A: For the first three to four years we tried to persevere with appointing a country manager as the local CEO running each country fairly autonomously with some support from headquarters. That didn’t really work because we weren’t paying mini-CEO salaries. We then moved to a functional structure: local marketing teams report to the CMO, local finance teams reporting to the CFO. This improved consistency in terms of KPIs and business processes. Country managers are now in charge of all sales locally and act as the advocate for their country, but the functional structure dominates. As a result, we now have moved about 40% of the product and technology team to Thailand and increased the size of the whole team. We also built a finance service center in Malaysia, which is where most of the finance and customer operations are based. So, the headquarter functions are not just in Singapore and two thirds of our overall staff are outside Singapore.
Q: So where are you now?
A: I would break our lifecycle into three segments. The first was bootstrapping to prove the business model in Singapore. The second was internationalization, that took us from 2011 to 2015. The question was could we build a consumer product that helps people find property and make property decisions and become a market leader in all our markets. It took a little longer than we expected, but we got there. The last two-and-a-half years have been about professionalizing the organization, building out a strong executive leadership team, and the business processes that help to support further scaling.
Q: PropertyGuru is one of relatively few Southeast Asian start-ups – for now – with a PE investor. What led to TPG Capital getting involved?
A: We raised funding in 2012 from Scout24, a subsidiary of Deutsche Telekom. They were a semi-strategic investor and we worked closely with the property portal team in Berlin. Two years later Deutsche Telekom had a restructuring, consolidated a lot of its businesses including all the digital assets, and sold the majority of Scout24 to Hellman & Friedman. We went from having a highly aligned shareholder to one that was completely misaligned. When we embarked on the fundraise in 2015 we wanted to raise capital to get the business to a profitable position, which is on course to happen this year, and exit Scout24. Emtek, the largest media company in Indonesia and a minority investor in our Indonesia business came into the round alongside Square Peg Capital, which is led by Paul Bassat who has experience of internationalizing Asian businesses. TPG was how we exited Scout24. We were initially concerned about working with TPG. Up until that point we had no experience of working with a large PE fund. At its turned out, all three shareholders have been highly aligned, complementary and supportive. TPG has been good on operations – compensation schemes, finding the right people, vetting people, business processes – and on local relationships by leveraging their network in Southeast Asia with some of the big families and the big banks.

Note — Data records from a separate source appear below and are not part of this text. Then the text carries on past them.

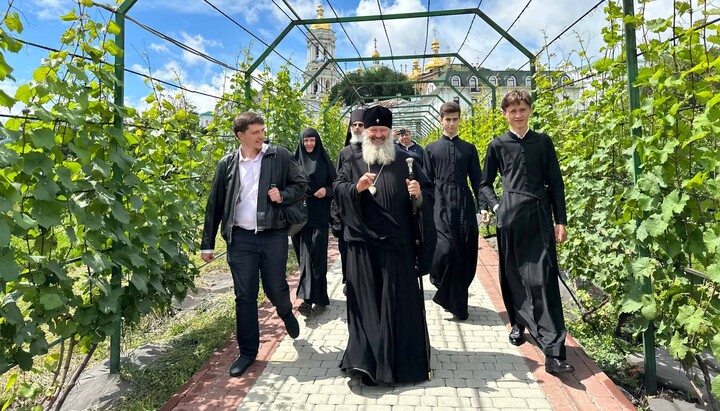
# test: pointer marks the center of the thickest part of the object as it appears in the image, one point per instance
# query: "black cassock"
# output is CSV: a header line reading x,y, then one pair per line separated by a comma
x,y
533,191
449,163
387,330
336,223
311,243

Q: Do you need to raise another private funding round?
A: From an operating point of view, we do not need more private capital. In terms of potential M&A, we might consider another fundraise. Given the scale of the business, the strong performance in the last three years or so and moving back to profitability again, an IPO becomes a very real prospect over the next 18 months to two years.
Q: Start-ups now don’t have the fundraising problems you had in 2007. How complete is the ecosystem?

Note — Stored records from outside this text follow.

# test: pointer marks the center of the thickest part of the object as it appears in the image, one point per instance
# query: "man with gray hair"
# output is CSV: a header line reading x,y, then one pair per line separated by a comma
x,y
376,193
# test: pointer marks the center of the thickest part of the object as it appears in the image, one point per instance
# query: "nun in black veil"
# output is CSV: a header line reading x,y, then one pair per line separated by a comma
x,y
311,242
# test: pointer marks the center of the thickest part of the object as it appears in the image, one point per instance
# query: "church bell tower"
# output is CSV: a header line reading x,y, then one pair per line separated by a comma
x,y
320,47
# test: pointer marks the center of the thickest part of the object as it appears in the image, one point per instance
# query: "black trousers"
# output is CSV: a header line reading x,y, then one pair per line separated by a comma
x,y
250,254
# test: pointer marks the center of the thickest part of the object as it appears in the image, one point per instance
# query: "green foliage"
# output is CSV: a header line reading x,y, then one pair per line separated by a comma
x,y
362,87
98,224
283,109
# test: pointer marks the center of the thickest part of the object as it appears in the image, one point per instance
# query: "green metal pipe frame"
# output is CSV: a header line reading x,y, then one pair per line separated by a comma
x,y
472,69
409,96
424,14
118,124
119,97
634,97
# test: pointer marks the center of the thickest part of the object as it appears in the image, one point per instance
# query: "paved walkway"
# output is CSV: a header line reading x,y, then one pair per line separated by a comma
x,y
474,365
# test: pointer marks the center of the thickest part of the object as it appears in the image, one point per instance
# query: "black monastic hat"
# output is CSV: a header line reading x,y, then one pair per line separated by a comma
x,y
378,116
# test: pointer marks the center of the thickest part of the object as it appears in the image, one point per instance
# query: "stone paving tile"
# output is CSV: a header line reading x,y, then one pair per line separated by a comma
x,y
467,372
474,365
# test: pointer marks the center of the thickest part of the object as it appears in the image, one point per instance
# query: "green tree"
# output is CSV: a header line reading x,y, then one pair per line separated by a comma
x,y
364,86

A: If you had asked me that question two or three years ago I would have said there was a very clear gap in terms of Series B to C rounds. I think that is now gradually being filled. I don’t see a lack of liquidity or investment opportunity in the region. Finding some businesses that scale is the challenge. Not many large companies have actually scaled their businesses across multiple markets. At the same time, the markets are growing rapidly so we will see more companies and more investment over the next five years.